La
incondicionalidad como cualidad inherente al verdadero Amor, presenta
al individuo, una gran dificultad al consagrarse a ello, en la vida
vincular. Si bien el concepto Incondicional se refiere, en nuestro
universo lingüístico, a la acción y sentimiento que procesa una persona
sobre otra, en la búsqueda de su bien. Al referirnos al AMOR exento de
sujeto y a la incondicionalidad como su cualidad esencial, podríamos
decir que en cualquier expresión donde la incondicionalidad esté
presente el Amor es su causa.
Sin
embargo se ha extendido la idea de incondicionalidad hacia la actitud
que una persona mantiene sobre otra a pesar de haber fallado para ella,
de no corresponder el comportamiento con lo esperado, con lo ideado o lo
querido. De ahí que nos sintamos amorosos a regañadientes, tras un
comportamiento indeseado de un ser querido y volvamos a crear la
expresión amorosa a pesar de ello. Así decimos que amamos, aunque el
amor se haya desvanecido en el acto de desear otra cosa diferente a la
que deseó para sí, lo amado.
Pensar
futuro para otro, desvanece el amor, pues este como ya dijimos tiene
como síntoma la incondicionalidad, que es una cualidad del presente, en
el acto de admirar la excelencia de la vida que manifiesta una nueva
cualidad en cada ser.
Cuán
lejos pues, estamos de la comprensión de la incondicionalidad, que no
se refiere a la aprobación o negación del otro según la idea de benéfico
que parte de mí. La incondicionalidad, como el amor, no evalúa los
comportamientos, no pronostica o prevé un futuro cierto; no discrimina
la acción en función de la idea personal al respecto del comportamiento
del otro.
El amor se mantiene no apropiándose del otro.
El
otro no es un yo, aunque en el amor seamos Uno. El otro es otro amor,
que como yo, busca su destino amoroso en los avatares del tiempo. Al
hacerlo mío y desear el bien para él, estoy contagiando mi deseo y
proyectando mi querer en la idea de que así será más, que si fuera
realmente él. Amar es contemplar al otro, honrar su naturaleza,
descubrir la esencia del amor que lo nutre y nos descubre una nueva
faceta de la unidad.
Cualquier
acción de intromisión, aunque sea con la idea de mejorar al otro, está
fuera del ámbito del amor y pertenece al mundo del querer, esa
institución primitiva que aún prevalece en los ámbitos afectivos, en la
creencia de que el otro es algo mío.

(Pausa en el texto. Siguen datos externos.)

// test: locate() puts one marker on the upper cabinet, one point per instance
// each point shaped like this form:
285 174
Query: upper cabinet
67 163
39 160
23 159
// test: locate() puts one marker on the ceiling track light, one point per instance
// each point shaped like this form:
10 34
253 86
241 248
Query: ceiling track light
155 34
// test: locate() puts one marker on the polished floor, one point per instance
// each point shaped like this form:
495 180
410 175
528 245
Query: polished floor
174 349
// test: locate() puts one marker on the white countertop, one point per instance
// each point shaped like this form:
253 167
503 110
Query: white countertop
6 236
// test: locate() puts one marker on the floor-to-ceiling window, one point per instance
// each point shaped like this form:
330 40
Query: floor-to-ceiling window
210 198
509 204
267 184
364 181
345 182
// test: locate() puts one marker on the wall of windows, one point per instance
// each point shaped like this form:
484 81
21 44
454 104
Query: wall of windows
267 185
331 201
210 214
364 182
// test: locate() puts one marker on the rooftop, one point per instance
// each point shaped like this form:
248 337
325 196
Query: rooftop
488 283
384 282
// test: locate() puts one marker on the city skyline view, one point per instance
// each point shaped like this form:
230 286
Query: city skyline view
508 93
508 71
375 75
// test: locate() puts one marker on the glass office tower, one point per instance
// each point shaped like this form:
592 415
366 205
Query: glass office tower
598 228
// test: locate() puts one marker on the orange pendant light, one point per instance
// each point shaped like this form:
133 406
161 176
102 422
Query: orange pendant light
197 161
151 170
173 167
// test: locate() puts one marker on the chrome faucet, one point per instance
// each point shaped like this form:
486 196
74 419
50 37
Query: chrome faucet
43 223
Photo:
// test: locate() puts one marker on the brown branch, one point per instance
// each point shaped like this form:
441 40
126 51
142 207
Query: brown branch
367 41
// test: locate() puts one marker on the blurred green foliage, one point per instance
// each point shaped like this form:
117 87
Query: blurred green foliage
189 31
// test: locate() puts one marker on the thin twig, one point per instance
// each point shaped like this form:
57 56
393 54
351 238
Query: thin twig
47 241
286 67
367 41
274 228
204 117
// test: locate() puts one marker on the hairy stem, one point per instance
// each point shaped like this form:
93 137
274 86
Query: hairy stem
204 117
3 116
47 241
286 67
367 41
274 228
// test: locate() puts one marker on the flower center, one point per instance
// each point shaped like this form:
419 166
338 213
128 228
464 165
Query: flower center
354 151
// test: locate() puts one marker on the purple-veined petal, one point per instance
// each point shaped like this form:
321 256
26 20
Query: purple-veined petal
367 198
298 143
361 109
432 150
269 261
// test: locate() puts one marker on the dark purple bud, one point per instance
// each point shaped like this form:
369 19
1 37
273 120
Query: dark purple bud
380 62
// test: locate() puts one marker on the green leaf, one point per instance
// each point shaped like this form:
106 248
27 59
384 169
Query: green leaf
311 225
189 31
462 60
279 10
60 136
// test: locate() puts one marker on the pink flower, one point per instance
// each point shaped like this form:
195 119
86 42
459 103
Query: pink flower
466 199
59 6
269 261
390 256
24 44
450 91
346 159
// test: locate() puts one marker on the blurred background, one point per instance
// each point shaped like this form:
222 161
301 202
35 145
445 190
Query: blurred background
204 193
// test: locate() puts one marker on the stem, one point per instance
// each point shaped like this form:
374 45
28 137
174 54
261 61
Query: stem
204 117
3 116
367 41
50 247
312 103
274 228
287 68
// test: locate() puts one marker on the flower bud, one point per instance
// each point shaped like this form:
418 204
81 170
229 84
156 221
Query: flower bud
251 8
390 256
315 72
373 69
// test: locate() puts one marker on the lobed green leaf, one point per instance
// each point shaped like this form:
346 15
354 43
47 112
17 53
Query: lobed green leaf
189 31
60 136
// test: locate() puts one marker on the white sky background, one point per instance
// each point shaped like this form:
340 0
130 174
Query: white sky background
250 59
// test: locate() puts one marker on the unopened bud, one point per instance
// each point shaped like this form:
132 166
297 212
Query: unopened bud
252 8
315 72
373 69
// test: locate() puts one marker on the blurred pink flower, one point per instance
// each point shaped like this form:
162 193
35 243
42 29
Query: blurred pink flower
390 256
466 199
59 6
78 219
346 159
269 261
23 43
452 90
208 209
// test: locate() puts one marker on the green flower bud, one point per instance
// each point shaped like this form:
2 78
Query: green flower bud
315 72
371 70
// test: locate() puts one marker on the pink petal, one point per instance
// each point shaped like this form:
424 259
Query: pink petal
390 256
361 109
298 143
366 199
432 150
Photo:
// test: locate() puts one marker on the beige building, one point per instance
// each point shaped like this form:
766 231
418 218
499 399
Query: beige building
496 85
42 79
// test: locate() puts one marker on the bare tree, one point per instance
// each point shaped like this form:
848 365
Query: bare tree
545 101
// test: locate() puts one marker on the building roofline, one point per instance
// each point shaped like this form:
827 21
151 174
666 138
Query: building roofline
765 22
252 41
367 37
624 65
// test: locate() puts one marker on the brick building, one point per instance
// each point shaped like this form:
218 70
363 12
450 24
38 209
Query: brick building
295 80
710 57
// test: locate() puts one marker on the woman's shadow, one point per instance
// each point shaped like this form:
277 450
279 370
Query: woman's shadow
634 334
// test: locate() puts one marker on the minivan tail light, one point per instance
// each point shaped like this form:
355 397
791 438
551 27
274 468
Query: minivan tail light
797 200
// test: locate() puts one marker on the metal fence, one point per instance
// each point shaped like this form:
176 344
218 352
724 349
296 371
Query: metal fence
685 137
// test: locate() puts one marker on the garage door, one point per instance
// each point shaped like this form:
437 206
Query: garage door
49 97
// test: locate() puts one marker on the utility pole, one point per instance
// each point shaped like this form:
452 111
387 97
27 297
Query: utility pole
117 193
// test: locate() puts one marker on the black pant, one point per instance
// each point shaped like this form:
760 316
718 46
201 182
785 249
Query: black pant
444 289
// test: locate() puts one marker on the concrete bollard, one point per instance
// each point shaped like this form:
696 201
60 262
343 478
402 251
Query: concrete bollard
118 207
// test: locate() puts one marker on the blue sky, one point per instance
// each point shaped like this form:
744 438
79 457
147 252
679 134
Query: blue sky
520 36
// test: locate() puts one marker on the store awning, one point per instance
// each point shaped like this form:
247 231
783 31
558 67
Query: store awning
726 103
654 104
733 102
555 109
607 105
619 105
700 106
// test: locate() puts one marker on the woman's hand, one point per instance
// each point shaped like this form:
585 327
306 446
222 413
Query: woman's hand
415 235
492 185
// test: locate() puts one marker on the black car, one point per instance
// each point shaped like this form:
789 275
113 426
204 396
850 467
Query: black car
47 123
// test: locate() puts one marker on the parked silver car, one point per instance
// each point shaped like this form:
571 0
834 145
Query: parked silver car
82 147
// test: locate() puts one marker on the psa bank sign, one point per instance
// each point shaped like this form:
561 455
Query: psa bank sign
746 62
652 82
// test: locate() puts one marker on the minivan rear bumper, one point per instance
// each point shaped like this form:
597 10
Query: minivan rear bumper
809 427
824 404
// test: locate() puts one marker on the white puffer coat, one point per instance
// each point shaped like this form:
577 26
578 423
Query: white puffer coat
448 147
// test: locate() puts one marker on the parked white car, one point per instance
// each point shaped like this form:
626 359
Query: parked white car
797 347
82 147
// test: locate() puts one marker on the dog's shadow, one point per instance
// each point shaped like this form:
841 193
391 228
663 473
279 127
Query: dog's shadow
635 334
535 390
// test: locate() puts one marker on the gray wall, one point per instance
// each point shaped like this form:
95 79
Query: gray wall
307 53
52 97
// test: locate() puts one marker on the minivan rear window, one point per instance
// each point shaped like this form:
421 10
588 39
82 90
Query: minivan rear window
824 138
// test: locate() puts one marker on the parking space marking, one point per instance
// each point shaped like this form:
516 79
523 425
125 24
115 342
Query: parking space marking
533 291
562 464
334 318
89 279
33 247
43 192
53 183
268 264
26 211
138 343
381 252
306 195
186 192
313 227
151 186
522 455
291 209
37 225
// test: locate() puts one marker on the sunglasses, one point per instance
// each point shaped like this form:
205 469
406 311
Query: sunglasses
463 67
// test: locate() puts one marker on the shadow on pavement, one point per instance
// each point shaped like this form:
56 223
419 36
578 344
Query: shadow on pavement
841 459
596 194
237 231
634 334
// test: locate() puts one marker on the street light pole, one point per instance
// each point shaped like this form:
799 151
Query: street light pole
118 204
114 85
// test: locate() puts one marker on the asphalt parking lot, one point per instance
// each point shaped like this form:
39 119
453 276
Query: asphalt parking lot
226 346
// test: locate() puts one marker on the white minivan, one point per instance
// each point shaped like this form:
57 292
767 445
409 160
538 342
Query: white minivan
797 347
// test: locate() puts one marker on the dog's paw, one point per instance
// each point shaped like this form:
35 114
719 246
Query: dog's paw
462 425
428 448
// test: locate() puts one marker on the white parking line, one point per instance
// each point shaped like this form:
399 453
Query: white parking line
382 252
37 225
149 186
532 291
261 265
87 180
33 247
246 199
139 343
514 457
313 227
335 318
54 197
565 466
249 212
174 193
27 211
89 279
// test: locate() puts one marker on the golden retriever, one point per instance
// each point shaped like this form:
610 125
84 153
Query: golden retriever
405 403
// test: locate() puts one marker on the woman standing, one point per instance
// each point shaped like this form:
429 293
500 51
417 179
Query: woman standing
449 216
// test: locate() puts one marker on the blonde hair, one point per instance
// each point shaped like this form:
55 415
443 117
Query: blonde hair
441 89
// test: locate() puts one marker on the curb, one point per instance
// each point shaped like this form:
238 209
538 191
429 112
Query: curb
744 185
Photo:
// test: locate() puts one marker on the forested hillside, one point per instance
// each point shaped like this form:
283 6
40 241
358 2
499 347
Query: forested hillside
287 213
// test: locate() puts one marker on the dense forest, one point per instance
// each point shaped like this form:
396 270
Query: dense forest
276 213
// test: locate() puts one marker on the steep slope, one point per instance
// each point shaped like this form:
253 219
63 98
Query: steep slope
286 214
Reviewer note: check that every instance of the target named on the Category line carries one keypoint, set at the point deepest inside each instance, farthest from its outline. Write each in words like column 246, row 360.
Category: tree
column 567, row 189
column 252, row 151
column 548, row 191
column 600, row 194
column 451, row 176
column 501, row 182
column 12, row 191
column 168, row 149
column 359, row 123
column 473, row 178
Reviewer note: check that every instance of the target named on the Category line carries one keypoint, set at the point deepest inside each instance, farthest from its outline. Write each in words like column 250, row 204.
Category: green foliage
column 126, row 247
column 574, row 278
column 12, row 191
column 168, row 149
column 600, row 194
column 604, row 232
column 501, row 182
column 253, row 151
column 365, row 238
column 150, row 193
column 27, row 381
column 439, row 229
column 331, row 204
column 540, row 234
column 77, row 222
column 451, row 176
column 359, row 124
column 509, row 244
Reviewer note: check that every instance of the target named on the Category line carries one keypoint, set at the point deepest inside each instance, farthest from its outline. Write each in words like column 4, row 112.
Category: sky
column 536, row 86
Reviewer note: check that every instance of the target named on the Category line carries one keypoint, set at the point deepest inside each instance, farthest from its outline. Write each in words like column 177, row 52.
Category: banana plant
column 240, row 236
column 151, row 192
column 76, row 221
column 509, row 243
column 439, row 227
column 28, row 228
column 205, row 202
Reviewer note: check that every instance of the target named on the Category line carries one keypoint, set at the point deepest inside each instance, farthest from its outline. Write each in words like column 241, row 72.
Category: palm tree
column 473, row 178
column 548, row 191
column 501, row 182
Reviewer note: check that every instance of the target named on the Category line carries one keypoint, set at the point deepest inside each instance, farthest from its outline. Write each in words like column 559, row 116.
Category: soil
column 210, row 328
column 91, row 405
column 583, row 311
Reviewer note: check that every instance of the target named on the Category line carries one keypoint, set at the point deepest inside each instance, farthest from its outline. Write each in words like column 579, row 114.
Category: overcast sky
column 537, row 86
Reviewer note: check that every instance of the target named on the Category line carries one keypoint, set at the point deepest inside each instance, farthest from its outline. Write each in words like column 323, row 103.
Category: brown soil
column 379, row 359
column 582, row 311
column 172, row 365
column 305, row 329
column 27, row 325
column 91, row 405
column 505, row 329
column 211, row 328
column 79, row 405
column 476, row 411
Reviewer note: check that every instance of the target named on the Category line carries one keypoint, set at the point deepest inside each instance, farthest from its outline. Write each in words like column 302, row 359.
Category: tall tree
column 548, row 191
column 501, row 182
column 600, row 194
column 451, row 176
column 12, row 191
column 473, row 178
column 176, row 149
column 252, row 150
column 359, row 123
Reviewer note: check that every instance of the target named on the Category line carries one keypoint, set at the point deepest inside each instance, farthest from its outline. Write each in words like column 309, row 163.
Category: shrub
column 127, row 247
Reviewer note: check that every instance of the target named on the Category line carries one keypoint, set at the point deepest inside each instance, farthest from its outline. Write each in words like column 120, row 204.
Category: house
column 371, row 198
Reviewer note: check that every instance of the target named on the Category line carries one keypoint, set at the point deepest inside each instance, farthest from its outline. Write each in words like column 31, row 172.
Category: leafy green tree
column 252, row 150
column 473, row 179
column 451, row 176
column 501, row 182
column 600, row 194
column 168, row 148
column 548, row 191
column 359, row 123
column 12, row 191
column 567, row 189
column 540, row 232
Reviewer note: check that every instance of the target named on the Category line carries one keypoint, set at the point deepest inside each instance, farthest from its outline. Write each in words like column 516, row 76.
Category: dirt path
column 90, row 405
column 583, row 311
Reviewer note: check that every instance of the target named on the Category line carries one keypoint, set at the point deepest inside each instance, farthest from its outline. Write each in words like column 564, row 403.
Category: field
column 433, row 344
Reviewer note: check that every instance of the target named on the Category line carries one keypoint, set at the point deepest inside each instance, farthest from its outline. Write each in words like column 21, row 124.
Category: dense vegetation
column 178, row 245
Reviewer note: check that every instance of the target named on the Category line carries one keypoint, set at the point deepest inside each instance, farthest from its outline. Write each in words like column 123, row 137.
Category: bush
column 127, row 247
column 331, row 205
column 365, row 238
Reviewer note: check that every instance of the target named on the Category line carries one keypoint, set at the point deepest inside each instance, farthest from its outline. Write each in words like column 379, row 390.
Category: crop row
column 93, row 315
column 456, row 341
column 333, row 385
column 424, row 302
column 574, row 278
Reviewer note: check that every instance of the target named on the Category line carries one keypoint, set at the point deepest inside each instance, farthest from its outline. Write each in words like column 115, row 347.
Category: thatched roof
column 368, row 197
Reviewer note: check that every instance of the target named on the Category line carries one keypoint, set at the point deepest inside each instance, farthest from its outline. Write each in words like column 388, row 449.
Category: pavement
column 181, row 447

Así como se abolió la esclavitud,
aunque sea documentalmente, se ha de abolir la idea de que la relación
lleva implícito el derecho de acción sobre el otro.
Así
como el Sol despliega su luz uniformemente sobre todos los seres,
incondicionalmente, sin valorar el comportamiento mundano hacia el bien o
el mal del sujeto al que alumbra; pues el amor no valora ni enjuicia,
es y se expresa sin rango ni jerarquía hacia todos, sea cual sea su
condición. Ya que el amor solo ve amor y se reconoce a sí mismo en cada
expresión. Cualquier proyecto en mí que se refiera a otro, cualquier
idea sobre otro que nazca de mí, es un eclipse de amor, pues el otro ha
dejado de existir.
Madres
y padres, hermanas y hermanos, hijos e hijas, amantes, amigos. Todos
somos Sol y en este baile de máscaras durante la odisea del tiempo,
hemos de recalar en la esencia de la comunión allá donde nadie es de
otro, pues todos somos de dios.
De
ahí que amar no sea contemplar mi idea sobre ti, si no contemplar el
amor que en ti puedo admirar, al mantener mi mirada sentida y amada por
ser tu quien eres desde el principio al fin.
Sigamos amando en forma incondicional.